メソポタミアにも行っていたかも知れないが、狩猟において特段の効果も見えず、石材資源に乏しいこの地では、広がらなかったのも当然かもしれない
図 ティンカユの位置
周辺で同様な石器を持つ遺跡は見られないので、なぜここにこんなものがあるのか謎とされている
図 有茎尖頭器と石鏃
手投げ槍として利用されたと想定されている、有茎尖頭器の段階ではまだ広がりは大きくないが、
弓矢が開発されて石鏃が作られるようになると列島内に爆発的に広がった。
3.原種マメ類の栽培
土器による情報記録を始めた、豆粒文土器に記録を残した
4.土器開発
原種マメ類の採集のために作られた土器、目漏れ防止、無文土器の開発
図 手編みの籠から目のない土器へ
土器造りは、粘土から焼成するまで、多段階の技術が必要とされ、尖底土器が開発されて、煮炊きに本格的利用が始まると、土器の生産量は爆発的に増加した。この時期からは専業生産されたものでは無いか。
それ以前でも、隆起線文土器を見ると、その状態からは、専門家が作ったもののように思う。
5.弓矢の開発
有茎尖頭器はそれほど広がりをみせないが、石鏃が開発されると爆発的に広がった
弓は弦が要の一つで、弦は細く強力で耐久性があるものが必要とされるから、弦の開発には専門家が必要だったのでは無いか。その開発の上で魚釣りが可能となる糸も開発されたものと考える。
さらに魚網も開発されたと考えるが、網は大量の糸を必要とするので、その生産には時間が掛かり、農耕の前段階となったものと考える。
6.数認識の高度化
壹太陽年の観測と太陽暦の開発から数学は生まれたのではなかったか。
図
日常身の回りの数からでは、数学の認識には限界がある、原始人と未開人のレベル。
メソポタミアには、春分をカペラで判定するということで、その観測遺跡は今の所出ていない、
こよみの情報が行っているのでは無いか
図
ピタゴラスの定理は土器にその記録がある
太陽暦開発の経過は、突起土器に数を記録して、その数列は1、2、6、4、12、8、3、7、5
と記録されている。
バルディビアとは、エクアドルの都市ですが、そこで発掘されたのがバルディビア遺跡です。

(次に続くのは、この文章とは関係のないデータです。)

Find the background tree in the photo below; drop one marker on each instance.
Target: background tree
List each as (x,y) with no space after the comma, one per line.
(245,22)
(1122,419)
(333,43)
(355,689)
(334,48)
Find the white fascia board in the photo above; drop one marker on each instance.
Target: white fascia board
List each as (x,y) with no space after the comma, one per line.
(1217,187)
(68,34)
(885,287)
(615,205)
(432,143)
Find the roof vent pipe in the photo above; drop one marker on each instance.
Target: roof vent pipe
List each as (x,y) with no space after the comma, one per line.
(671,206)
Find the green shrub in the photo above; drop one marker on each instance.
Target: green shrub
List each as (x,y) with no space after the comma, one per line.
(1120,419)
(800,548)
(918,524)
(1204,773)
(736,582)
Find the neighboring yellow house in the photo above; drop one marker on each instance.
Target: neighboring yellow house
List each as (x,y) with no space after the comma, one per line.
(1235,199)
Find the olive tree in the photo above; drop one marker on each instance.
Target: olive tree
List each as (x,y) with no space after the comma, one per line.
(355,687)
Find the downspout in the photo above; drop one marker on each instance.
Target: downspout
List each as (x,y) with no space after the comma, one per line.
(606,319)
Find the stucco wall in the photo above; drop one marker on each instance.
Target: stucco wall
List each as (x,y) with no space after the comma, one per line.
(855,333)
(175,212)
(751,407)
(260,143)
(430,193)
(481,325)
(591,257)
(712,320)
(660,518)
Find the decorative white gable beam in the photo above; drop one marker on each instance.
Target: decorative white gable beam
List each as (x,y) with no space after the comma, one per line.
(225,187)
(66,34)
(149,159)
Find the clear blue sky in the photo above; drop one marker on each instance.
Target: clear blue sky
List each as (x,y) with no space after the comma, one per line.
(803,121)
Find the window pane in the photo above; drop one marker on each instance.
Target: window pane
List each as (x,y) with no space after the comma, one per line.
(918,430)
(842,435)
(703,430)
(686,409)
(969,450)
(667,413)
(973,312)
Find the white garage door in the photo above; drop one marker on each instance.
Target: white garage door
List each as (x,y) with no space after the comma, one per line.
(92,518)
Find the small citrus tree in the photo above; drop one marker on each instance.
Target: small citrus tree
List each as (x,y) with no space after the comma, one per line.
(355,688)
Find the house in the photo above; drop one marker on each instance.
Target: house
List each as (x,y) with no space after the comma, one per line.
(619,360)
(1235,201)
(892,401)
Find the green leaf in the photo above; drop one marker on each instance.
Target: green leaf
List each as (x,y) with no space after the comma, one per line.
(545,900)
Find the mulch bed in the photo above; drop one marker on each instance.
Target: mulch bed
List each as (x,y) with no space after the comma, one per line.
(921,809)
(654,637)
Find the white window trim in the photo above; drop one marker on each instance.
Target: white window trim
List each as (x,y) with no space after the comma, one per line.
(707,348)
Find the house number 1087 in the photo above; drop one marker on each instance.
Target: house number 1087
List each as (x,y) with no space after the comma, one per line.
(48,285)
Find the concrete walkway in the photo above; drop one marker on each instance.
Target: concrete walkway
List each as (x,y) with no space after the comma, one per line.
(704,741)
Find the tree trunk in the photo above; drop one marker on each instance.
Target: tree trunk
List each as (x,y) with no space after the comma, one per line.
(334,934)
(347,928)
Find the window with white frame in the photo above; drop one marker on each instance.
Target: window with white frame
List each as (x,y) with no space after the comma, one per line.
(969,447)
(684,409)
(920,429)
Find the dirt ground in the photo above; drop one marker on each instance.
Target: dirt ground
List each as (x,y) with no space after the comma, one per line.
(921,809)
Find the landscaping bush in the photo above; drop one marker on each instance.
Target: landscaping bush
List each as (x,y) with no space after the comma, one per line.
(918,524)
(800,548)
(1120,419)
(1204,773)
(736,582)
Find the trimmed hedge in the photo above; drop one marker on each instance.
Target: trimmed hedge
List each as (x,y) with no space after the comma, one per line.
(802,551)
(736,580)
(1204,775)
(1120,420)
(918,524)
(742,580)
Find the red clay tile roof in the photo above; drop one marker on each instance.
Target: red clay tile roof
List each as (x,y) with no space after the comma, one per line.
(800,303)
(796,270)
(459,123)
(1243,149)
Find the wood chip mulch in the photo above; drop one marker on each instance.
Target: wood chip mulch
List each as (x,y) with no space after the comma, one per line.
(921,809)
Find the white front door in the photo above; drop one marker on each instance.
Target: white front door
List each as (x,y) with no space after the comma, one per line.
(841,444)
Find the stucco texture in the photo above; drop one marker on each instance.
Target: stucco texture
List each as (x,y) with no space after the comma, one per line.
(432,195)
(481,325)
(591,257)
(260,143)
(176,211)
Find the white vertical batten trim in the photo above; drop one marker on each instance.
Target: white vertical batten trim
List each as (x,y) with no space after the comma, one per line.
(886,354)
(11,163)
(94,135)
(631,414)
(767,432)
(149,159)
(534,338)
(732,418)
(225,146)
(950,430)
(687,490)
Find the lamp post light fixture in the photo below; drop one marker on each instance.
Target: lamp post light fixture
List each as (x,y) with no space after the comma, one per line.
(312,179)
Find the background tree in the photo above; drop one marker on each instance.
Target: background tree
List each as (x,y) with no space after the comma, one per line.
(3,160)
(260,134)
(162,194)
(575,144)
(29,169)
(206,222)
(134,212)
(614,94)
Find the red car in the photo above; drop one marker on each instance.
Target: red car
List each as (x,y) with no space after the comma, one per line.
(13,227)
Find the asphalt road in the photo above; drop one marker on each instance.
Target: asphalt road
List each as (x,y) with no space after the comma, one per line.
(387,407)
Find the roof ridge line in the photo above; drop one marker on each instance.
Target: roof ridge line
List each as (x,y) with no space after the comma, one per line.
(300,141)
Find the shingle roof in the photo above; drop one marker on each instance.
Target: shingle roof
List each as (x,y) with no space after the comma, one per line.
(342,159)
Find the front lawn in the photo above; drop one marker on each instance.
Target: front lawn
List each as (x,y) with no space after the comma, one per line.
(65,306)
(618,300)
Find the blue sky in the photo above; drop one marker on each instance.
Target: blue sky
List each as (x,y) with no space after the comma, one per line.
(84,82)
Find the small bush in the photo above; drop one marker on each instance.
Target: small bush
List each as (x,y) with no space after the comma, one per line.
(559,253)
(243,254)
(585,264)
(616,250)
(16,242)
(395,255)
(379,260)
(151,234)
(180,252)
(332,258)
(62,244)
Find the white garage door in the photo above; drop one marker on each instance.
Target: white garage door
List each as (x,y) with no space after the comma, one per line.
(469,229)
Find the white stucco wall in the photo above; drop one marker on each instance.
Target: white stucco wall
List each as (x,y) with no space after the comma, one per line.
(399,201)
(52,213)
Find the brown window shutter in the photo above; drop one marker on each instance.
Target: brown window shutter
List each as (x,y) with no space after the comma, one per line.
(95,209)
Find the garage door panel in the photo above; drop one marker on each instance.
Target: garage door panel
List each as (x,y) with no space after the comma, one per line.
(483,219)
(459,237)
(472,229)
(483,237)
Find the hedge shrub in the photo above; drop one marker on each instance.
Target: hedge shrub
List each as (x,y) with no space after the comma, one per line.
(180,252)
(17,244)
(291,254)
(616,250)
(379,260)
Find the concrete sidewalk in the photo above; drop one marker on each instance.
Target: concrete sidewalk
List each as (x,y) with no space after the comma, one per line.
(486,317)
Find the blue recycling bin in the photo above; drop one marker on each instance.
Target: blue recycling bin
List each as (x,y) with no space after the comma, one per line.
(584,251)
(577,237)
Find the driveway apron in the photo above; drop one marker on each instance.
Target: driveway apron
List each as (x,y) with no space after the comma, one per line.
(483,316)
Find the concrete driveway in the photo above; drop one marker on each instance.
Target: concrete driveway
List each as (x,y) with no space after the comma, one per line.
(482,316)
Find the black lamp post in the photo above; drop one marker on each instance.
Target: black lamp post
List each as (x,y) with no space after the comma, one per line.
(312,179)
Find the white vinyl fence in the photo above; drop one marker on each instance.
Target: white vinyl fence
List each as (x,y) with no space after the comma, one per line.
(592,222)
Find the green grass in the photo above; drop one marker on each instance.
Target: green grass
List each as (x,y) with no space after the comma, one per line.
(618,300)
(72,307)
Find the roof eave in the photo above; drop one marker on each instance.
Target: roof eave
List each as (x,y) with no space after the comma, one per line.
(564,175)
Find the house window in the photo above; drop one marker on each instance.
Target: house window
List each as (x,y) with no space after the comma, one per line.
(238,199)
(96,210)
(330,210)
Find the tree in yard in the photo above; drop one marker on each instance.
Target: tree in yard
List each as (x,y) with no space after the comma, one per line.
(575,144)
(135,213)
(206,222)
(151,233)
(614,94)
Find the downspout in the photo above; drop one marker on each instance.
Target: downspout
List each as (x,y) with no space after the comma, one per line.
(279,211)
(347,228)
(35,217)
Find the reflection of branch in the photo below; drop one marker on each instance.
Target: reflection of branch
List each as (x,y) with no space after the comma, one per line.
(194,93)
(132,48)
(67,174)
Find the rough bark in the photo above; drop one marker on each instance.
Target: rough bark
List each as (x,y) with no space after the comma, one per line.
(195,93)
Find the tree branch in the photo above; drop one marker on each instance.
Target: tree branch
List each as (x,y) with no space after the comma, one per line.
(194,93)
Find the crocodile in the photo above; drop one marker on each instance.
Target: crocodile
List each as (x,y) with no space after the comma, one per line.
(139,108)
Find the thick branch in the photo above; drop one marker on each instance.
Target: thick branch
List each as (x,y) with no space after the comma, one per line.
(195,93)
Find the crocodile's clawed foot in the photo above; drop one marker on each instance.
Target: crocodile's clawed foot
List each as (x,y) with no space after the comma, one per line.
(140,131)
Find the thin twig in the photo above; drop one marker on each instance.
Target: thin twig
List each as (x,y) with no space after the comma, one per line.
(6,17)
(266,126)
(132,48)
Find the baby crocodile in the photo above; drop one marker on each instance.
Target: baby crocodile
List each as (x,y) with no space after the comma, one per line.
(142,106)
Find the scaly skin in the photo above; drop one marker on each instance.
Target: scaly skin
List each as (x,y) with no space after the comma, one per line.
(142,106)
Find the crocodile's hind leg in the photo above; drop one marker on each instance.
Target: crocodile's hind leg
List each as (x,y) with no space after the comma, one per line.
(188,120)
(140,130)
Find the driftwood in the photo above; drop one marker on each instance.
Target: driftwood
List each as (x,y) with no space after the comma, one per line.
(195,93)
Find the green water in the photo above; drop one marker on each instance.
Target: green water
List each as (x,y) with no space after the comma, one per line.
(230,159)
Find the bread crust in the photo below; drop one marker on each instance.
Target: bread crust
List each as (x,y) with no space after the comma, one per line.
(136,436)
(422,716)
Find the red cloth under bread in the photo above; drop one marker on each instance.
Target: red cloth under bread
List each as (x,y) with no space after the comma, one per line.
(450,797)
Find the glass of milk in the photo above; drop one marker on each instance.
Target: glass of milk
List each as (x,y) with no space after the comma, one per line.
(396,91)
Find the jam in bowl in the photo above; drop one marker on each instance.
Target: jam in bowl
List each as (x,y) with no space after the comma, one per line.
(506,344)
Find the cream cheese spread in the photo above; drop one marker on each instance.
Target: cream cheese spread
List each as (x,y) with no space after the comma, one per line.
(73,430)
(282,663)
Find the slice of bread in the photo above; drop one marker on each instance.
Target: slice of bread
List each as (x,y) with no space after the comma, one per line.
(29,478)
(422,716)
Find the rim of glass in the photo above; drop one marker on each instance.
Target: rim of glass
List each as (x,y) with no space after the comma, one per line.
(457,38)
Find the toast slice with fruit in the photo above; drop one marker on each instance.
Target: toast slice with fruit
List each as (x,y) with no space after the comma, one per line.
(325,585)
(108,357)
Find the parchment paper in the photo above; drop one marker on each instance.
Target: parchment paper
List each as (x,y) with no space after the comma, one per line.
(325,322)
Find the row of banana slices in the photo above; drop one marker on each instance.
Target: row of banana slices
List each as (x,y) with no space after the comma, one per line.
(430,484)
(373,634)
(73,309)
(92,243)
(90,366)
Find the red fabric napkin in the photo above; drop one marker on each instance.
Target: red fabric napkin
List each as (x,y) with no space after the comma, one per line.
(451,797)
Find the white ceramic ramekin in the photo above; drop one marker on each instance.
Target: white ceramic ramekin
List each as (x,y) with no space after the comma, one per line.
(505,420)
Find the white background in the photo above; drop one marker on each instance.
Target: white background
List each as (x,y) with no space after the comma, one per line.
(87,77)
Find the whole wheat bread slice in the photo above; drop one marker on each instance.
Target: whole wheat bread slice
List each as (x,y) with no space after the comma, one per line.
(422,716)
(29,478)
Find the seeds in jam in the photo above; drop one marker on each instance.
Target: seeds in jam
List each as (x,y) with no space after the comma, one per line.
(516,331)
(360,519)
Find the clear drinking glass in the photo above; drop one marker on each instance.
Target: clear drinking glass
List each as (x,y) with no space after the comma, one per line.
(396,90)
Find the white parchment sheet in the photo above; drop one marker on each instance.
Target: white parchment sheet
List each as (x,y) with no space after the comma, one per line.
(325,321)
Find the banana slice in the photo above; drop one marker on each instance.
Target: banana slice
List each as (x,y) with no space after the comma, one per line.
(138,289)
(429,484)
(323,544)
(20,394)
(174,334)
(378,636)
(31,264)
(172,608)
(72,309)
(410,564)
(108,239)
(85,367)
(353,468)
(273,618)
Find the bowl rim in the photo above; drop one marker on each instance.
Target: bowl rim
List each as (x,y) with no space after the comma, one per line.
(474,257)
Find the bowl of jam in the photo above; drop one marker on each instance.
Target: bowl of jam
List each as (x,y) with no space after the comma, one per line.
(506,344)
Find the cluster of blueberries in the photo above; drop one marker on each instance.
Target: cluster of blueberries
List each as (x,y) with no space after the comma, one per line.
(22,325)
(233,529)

”エクアドル中部海岸にある初期採集漁労民文化の遺跡 (前 3000~2400頃) 。ここから発見された粗製の土器はアンデス文明最古の一つに数えられ,また日本の縄文土器との類似性が指摘されているが,直接の関係については疑問視する見解が強い。”
縄文土器に似た土器があるとすれば、この時期に太陽暦が伝わった可能性がある。それはアメリカ大陸での農耕開始に年代的に整合するのではないか。
7.両面加工技法はその後どのように発展したか
サケ取りの尖頭器、アトラトルなどを利用した投げ槍の有茎尖頭器、石鏃、石匙と道具の多様化に繋がった。
こうした技術開発は日本列島で縄文時代前期までに行われていたことから、
世界四大文明はこれが基礎となり発展していたとの考えもありうる。
特に太陽暦は栽培種の成立には効果が大きく、農耕開始の基本であると考える。